National Action Plan to End Gender-Based Violence (GBV): Centering Community Needs & Voices

JOIN THE CONVERSATION – REGISTER BELOW FOR UPCOMING COMMUNITY ENGAGEMENT SESSIONS

The Immigrant Women National Network (IWNN); an initiative of the Newcomer Students’ Association (NSA), in partnership with The Canadian Arab Institute (CAI) are hosting 3 community engagement sessions to better understand GBV among immigrant and refugee women. We invite GBV service providers, GBV front-line workers, immigrant women survivors, and GBV researchers to take part in these sessions to provide their valuable input to the Federal Government’s development of the National Action Plan to End Gender-Based Violence.


Gender-based violence, specifically violence against women, has remained a prevalent problem in Canada. To tackle this problem, the Women and Gender Equality (WAGE) department of Canada is developing the National Action Plan to End Gender-Based Violence. YWCA Canada has generously funded several community organizations, including CAI and NSA, to run this community engagement initiative. This opportunity allows our organizations and the communities we represent, serve and work alongside, to provide input into this action plan. 

Each session will focus on the needs and priorities of a different demographic:

Focus on immigrant & refugee women

Focus on Arab immigrant women

Focus on young immigrant & refugee women in post-secondary education (ages 18-35)
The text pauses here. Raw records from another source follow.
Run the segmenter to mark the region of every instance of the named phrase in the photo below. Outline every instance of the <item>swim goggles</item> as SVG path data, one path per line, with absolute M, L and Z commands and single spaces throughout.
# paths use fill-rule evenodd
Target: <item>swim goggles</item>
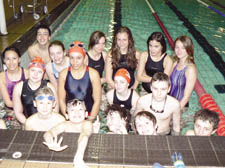
M 41 64 L 39 62 L 30 62 L 29 68 L 37 67 L 45 70 L 45 64 Z
M 54 96 L 42 96 L 42 95 L 37 96 L 35 99 L 36 99 L 36 100 L 44 100 L 44 99 L 48 99 L 48 100 L 50 100 L 50 101 L 54 101 L 54 100 L 55 100 Z
M 70 48 L 73 48 L 75 46 L 80 47 L 80 48 L 85 48 L 83 43 L 77 43 L 77 44 L 72 43 L 72 44 L 70 44 Z

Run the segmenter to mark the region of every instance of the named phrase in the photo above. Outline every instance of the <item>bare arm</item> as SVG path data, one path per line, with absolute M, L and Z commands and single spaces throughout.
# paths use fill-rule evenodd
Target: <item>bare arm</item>
M 106 77 L 106 82 L 111 88 L 115 88 L 114 81 L 112 79 L 112 74 L 113 74 L 113 68 L 112 68 L 112 55 L 111 52 L 107 55 L 106 57 L 106 63 L 105 63 L 105 77 Z
M 134 115 L 136 115 L 138 112 L 144 110 L 144 108 L 143 108 L 143 102 L 142 102 L 142 101 L 143 101 L 143 98 L 140 97 L 140 98 L 138 99 L 138 101 L 137 101 L 136 110 L 135 110 Z
M 148 58 L 148 53 L 144 52 L 141 54 L 139 63 L 138 63 L 138 68 L 137 68 L 137 80 L 139 82 L 150 82 L 152 78 L 145 73 L 145 64 L 147 62 Z
M 33 44 L 33 45 L 31 45 L 29 48 L 28 48 L 28 50 L 27 50 L 27 54 L 28 54 L 28 56 L 29 56 L 29 58 L 30 58 L 30 60 L 32 60 L 32 59 L 34 59 L 35 57 L 36 57 L 36 51 L 34 50 L 34 48 L 35 48 L 35 44 Z
M 7 107 L 13 107 L 13 102 L 10 100 L 9 93 L 6 88 L 5 82 L 5 72 L 0 73 L 0 93 L 2 95 L 2 99 Z
M 195 86 L 195 82 L 197 80 L 197 70 L 194 64 L 188 65 L 188 68 L 185 72 L 185 76 L 186 76 L 186 86 L 184 89 L 184 97 L 180 101 L 181 109 L 183 109 L 187 104 L 187 102 L 189 101 Z
M 55 97 L 55 101 L 56 101 L 56 105 L 54 107 L 54 112 L 59 112 L 59 100 L 58 100 L 58 95 L 57 95 L 57 92 L 55 90 L 55 87 L 51 84 L 51 83 L 47 83 L 47 86 L 53 91 L 54 93 L 54 97 Z
M 0 129 L 6 129 L 5 122 L 2 119 L 0 119 Z
M 23 105 L 21 101 L 23 81 L 15 85 L 13 89 L 13 110 L 16 115 L 16 119 L 21 123 L 25 124 L 26 117 L 23 114 Z
M 74 166 L 76 168 L 84 168 L 86 164 L 84 163 L 84 152 L 86 150 L 88 139 L 92 134 L 92 123 L 85 121 L 82 126 L 82 131 L 80 133 L 78 142 L 77 142 L 77 151 L 74 156 Z
M 106 65 L 106 57 L 107 57 L 107 53 L 105 51 L 102 52 L 102 55 L 103 55 L 103 59 L 104 59 L 104 62 L 105 62 L 105 65 Z M 106 66 L 104 66 L 104 72 L 106 72 Z M 106 77 L 105 77 L 105 73 L 103 74 L 102 78 L 101 78 L 101 84 L 104 84 L 106 83 Z
M 115 89 L 111 89 L 106 93 L 106 98 L 109 104 L 113 104 L 113 94 Z
M 173 131 L 175 135 L 180 134 L 180 104 L 179 102 L 173 103 L 174 111 L 173 111 Z
M 140 61 L 140 57 L 141 57 L 141 52 L 136 51 L 136 59 L 137 59 L 137 67 L 136 67 L 136 74 L 135 74 L 135 81 L 134 84 L 132 86 L 132 89 L 137 89 L 139 81 L 137 79 L 137 70 L 138 70 L 138 65 L 139 65 L 139 61 Z
M 49 62 L 46 65 L 46 73 L 48 75 L 48 79 L 50 80 L 50 82 L 52 83 L 52 85 L 55 87 L 55 89 L 57 91 L 58 83 L 57 83 L 57 80 L 56 80 L 55 75 L 53 73 L 51 62 Z
M 61 113 L 66 116 L 66 90 L 64 88 L 66 82 L 67 69 L 60 72 L 58 83 L 59 106 Z
M 26 122 L 25 122 L 25 130 L 27 130 L 27 131 L 32 131 L 33 130 L 33 128 L 32 128 L 32 118 L 31 118 L 32 116 L 30 116 L 27 120 L 26 120 Z
M 133 91 L 132 100 L 131 100 L 131 104 L 132 104 L 131 110 L 132 110 L 132 111 L 134 111 L 134 110 L 136 109 L 136 105 L 137 105 L 138 99 L 139 99 L 139 95 L 138 95 L 137 92 L 134 90 L 134 91 Z
M 96 117 L 99 112 L 101 97 L 102 97 L 102 87 L 101 80 L 98 72 L 93 68 L 90 68 L 90 79 L 93 88 L 92 97 L 94 99 L 94 104 L 91 109 L 91 116 Z
M 173 69 L 173 61 L 169 55 L 167 55 L 166 58 L 164 59 L 163 67 L 164 67 L 164 73 L 170 76 Z

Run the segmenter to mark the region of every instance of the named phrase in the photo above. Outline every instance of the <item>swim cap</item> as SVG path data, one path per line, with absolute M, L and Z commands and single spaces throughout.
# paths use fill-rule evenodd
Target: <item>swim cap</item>
M 72 44 L 70 44 L 70 48 L 69 48 L 69 54 L 72 52 L 78 52 L 81 55 L 85 56 L 86 52 L 84 49 L 84 44 L 81 41 L 74 41 Z
M 116 76 L 121 76 L 125 78 L 128 83 L 130 83 L 130 74 L 125 68 L 120 68 L 118 71 L 116 71 L 115 77 Z
M 29 68 L 37 67 L 41 68 L 43 71 L 45 71 L 45 63 L 43 62 L 41 57 L 35 57 L 29 65 Z

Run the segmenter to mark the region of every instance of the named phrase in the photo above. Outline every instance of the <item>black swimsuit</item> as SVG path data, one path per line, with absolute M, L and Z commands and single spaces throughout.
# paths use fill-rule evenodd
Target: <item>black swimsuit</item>
M 46 80 L 42 80 L 41 85 L 36 90 L 32 90 L 28 84 L 28 80 L 23 82 L 21 101 L 23 104 L 23 114 L 26 116 L 26 118 L 37 112 L 37 108 L 34 107 L 33 104 L 34 94 L 38 89 L 47 86 L 47 83 L 48 82 Z
M 150 54 L 148 54 L 148 59 L 147 59 L 147 62 L 145 64 L 145 72 L 148 76 L 150 77 L 153 77 L 153 75 L 156 73 L 156 72 L 164 72 L 164 67 L 163 67 L 163 63 L 164 63 L 164 59 L 166 57 L 167 54 L 165 54 L 163 56 L 163 58 L 158 61 L 158 62 L 155 62 L 152 60 Z M 151 93 L 151 89 L 150 89 L 150 82 L 142 82 L 142 86 L 143 88 L 145 89 L 146 92 L 148 93 Z
M 130 84 L 129 84 L 129 88 L 130 88 L 131 86 L 133 86 L 133 84 L 135 82 L 134 73 L 135 73 L 136 68 L 130 68 L 130 67 L 127 66 L 126 54 L 121 55 L 121 58 L 120 58 L 119 62 L 120 63 L 118 65 L 118 67 L 113 69 L 113 76 L 112 77 L 114 79 L 114 76 L 115 76 L 117 70 L 119 70 L 120 68 L 125 68 L 130 74 L 130 78 L 131 78 Z
M 88 53 L 87 53 L 87 56 L 88 56 L 88 66 L 98 71 L 100 77 L 102 78 L 104 67 L 105 67 L 105 61 L 104 61 L 102 53 L 101 53 L 101 57 L 97 61 L 93 60 Z
M 79 99 L 84 101 L 87 111 L 90 113 L 94 100 L 92 98 L 92 84 L 89 76 L 89 68 L 87 66 L 84 76 L 81 79 L 74 79 L 71 74 L 71 67 L 65 82 L 66 100 Z
M 132 108 L 132 96 L 133 96 L 133 89 L 131 89 L 130 96 L 127 100 L 119 100 L 116 91 L 114 90 L 113 93 L 113 104 L 118 104 L 120 106 L 125 107 L 126 109 L 130 110 Z

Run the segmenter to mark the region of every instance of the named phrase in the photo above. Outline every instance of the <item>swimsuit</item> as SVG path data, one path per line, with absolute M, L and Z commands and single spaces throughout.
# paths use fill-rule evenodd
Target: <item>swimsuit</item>
M 182 70 L 177 70 L 177 65 L 174 67 L 173 72 L 170 76 L 171 90 L 170 95 L 175 97 L 177 100 L 181 101 L 184 97 L 184 89 L 186 86 L 186 76 L 185 71 L 187 66 Z
M 94 100 L 92 98 L 92 84 L 90 80 L 89 68 L 86 67 L 84 76 L 81 79 L 74 79 L 71 74 L 71 67 L 65 82 L 66 100 L 79 99 L 84 101 L 87 111 L 90 113 Z
M 104 66 L 105 66 L 105 61 L 104 61 L 102 53 L 101 53 L 101 57 L 97 61 L 93 60 L 88 53 L 87 53 L 87 56 L 88 56 L 88 66 L 98 71 L 100 77 L 102 78 Z
M 118 67 L 113 69 L 113 75 L 112 75 L 113 79 L 116 74 L 116 71 L 119 70 L 120 68 L 125 68 L 129 72 L 130 78 L 131 78 L 130 84 L 129 84 L 129 88 L 130 88 L 131 86 L 133 86 L 133 84 L 135 82 L 134 73 L 135 73 L 136 68 L 130 68 L 127 66 L 126 54 L 121 55 Z
M 167 54 L 165 54 L 160 61 L 155 62 L 152 60 L 150 54 L 148 53 L 148 59 L 145 64 L 145 72 L 148 76 L 153 77 L 153 75 L 156 72 L 164 72 L 163 63 L 164 63 L 164 59 L 165 59 L 166 55 Z M 148 92 L 148 93 L 152 92 L 150 89 L 150 82 L 142 82 L 142 86 L 146 92 Z
M 44 86 L 47 86 L 47 81 L 42 80 L 41 85 L 35 89 L 32 90 L 28 84 L 28 80 L 25 80 L 23 82 L 23 88 L 21 93 L 21 101 L 23 104 L 23 114 L 26 118 L 30 117 L 32 114 L 37 112 L 37 108 L 34 107 L 33 101 L 34 101 L 34 94 L 36 91 L 40 88 L 43 88 Z
M 133 89 L 131 89 L 130 96 L 127 100 L 119 100 L 116 91 L 114 90 L 113 93 L 113 104 L 118 104 L 126 109 L 130 110 L 132 108 L 132 96 L 133 96 Z
M 58 71 L 58 70 L 55 68 L 54 62 L 51 62 L 51 65 L 52 65 L 52 71 L 53 71 L 53 74 L 54 74 L 56 80 L 58 80 L 58 79 L 59 79 L 59 73 L 60 73 L 60 71 Z M 67 65 L 68 65 L 68 67 L 69 67 L 69 66 L 70 66 L 70 63 L 68 62 Z
M 20 81 L 24 81 L 25 80 L 24 69 L 22 67 L 21 67 L 21 70 L 22 70 L 21 78 L 18 81 L 11 81 L 8 78 L 7 70 L 5 71 L 6 88 L 7 88 L 7 91 L 8 91 L 9 97 L 10 97 L 10 100 L 12 100 L 14 86 L 17 83 L 19 83 Z

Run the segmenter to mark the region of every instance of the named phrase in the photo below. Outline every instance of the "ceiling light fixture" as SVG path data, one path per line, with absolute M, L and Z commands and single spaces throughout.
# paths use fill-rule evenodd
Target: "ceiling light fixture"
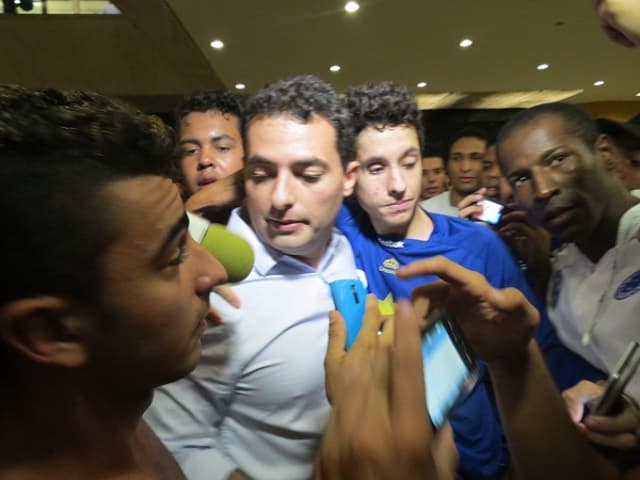
M 424 88 L 427 86 L 427 82 L 418 82 L 416 83 L 416 87 L 418 88 Z
M 329 67 L 329 70 L 331 70 L 333 73 L 339 72 L 340 71 L 340 65 L 331 65 Z
M 538 65 L 536 67 L 538 70 L 546 70 L 547 68 L 549 68 L 549 64 L 548 63 L 541 63 L 540 65 Z
M 347 13 L 355 13 L 360 10 L 360 4 L 358 2 L 347 2 L 347 4 L 344 6 L 344 10 Z
M 462 48 L 469 48 L 471 45 L 473 45 L 473 40 L 471 40 L 470 38 L 465 38 L 460 42 L 459 45 Z
M 209 45 L 211 45 L 211 48 L 215 48 L 216 50 L 220 50 L 224 47 L 222 40 L 213 40 Z
M 640 97 L 640 92 L 636 93 L 636 97 Z
M 604 80 L 596 80 L 593 82 L 594 87 L 601 87 L 602 85 L 604 85 Z
M 237 90 L 244 90 L 247 86 L 244 83 L 236 83 L 235 87 Z

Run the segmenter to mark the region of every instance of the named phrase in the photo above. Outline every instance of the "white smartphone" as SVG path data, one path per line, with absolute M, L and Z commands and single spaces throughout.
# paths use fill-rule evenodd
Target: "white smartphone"
M 480 200 L 478 205 L 482 207 L 482 213 L 474 216 L 474 220 L 481 220 L 491 225 L 496 225 L 502 218 L 502 209 L 504 208 L 504 205 L 501 203 L 485 198 L 484 200 Z

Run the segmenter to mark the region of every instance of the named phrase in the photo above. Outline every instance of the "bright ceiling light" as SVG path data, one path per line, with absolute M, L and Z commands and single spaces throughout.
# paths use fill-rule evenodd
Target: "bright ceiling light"
M 329 67 L 329 70 L 331 70 L 333 73 L 339 72 L 340 71 L 340 65 L 331 65 Z
M 236 83 L 235 87 L 237 90 L 244 90 L 247 86 L 244 83 Z
M 636 97 L 640 97 L 640 92 L 636 93 Z
M 540 65 L 538 65 L 536 67 L 538 70 L 546 70 L 547 68 L 549 68 L 549 64 L 548 63 L 541 63 Z
M 418 88 L 424 88 L 427 86 L 427 82 L 418 82 L 416 83 L 416 87 Z
M 347 13 L 355 13 L 360 10 L 360 5 L 358 4 L 358 2 L 347 2 L 347 4 L 344 6 L 344 9 Z
M 601 87 L 602 85 L 604 85 L 604 80 L 596 80 L 593 82 L 594 87 Z
M 469 48 L 471 45 L 473 45 L 473 40 L 471 40 L 470 38 L 465 38 L 460 42 L 459 45 L 462 48 Z
M 209 45 L 211 45 L 211 48 L 215 48 L 216 50 L 220 50 L 224 47 L 222 40 L 213 40 Z

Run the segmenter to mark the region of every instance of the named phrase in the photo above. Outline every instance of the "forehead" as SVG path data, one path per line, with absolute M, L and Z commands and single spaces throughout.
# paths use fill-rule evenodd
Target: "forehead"
M 563 145 L 582 145 L 583 142 L 569 132 L 558 115 L 541 115 L 516 127 L 503 139 L 500 164 L 509 172 L 528 168 L 537 163 L 545 152 Z
M 155 175 L 117 180 L 105 188 L 105 196 L 120 226 L 116 250 L 155 251 L 184 213 L 174 183 Z
M 412 125 L 370 126 L 356 138 L 358 156 L 394 155 L 397 150 L 420 148 L 418 132 Z
M 239 135 L 240 119 L 232 113 L 218 110 L 191 112 L 180 121 L 180 136 L 199 130 L 215 131 L 220 134 Z
M 424 157 L 422 159 L 422 166 L 424 168 L 443 168 L 444 159 L 442 157 Z
M 247 129 L 247 158 L 256 156 L 276 164 L 317 158 L 342 165 L 333 124 L 315 114 L 306 122 L 287 114 L 254 118 Z
M 453 142 L 451 153 L 454 152 L 482 152 L 486 149 L 487 142 L 477 137 L 462 137 Z

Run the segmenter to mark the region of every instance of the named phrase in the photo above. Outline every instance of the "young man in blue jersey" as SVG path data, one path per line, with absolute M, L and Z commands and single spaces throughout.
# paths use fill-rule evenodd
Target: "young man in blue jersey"
M 399 267 L 445 256 L 482 273 L 496 288 L 515 287 L 533 298 L 520 268 L 489 229 L 472 222 L 430 214 L 418 206 L 421 191 L 422 124 L 406 89 L 389 82 L 351 88 L 345 98 L 356 133 L 357 203 L 343 207 L 338 227 L 349 239 L 368 289 L 379 299 L 411 297 L 412 290 L 436 280 L 431 275 L 400 280 Z M 560 388 L 602 373 L 566 350 L 546 317 L 536 340 Z M 450 414 L 463 478 L 498 478 L 509 463 L 488 377 Z

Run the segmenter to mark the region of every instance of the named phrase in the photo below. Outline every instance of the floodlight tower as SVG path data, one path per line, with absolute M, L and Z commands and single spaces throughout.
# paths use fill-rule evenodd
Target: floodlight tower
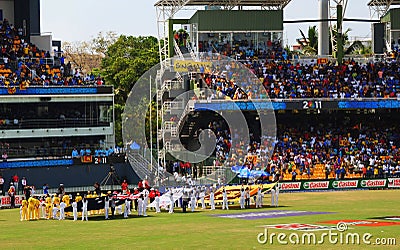
M 335 55 L 339 64 L 343 61 L 343 18 L 346 13 L 348 0 L 330 0 L 329 16 L 331 20 L 336 20 L 336 29 L 330 21 L 330 34 L 332 44 L 332 54 Z M 335 34 L 336 31 L 336 34 Z

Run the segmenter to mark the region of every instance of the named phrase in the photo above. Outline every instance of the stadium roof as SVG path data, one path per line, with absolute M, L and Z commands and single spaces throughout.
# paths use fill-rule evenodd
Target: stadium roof
M 400 5 L 400 0 L 371 0 L 368 6 L 390 6 Z
M 154 6 L 261 6 L 283 9 L 291 0 L 159 0 Z

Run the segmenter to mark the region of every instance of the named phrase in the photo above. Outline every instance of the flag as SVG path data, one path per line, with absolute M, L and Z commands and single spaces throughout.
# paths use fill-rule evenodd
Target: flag
M 82 163 L 92 163 L 93 159 L 91 155 L 84 155 L 81 157 L 81 162 Z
The information gathered from these sessions will be submitted without names or identifying markers. Survivors are not expected to share stories of trauma; simply their recommendations to policymakers based on their knowledge, skills and lived experiences.

Once the sessions are complete, the information gathered will be compiled into a report and submitted to YWCA Canada. The findings will help WAGE develop the National Action Plan. This is an important opportunity for immigrant and refugee community members to ensure that the distinct intersectional needs of our community are recognized and addressed within the plan.

In the current understanding of GBV, there are numerous data gaps and more work needs to be done to have a fully intersectional understanding. GBV amongst the immigrant and refugee community consists of its own distinct challenges that have to be identified and addressed.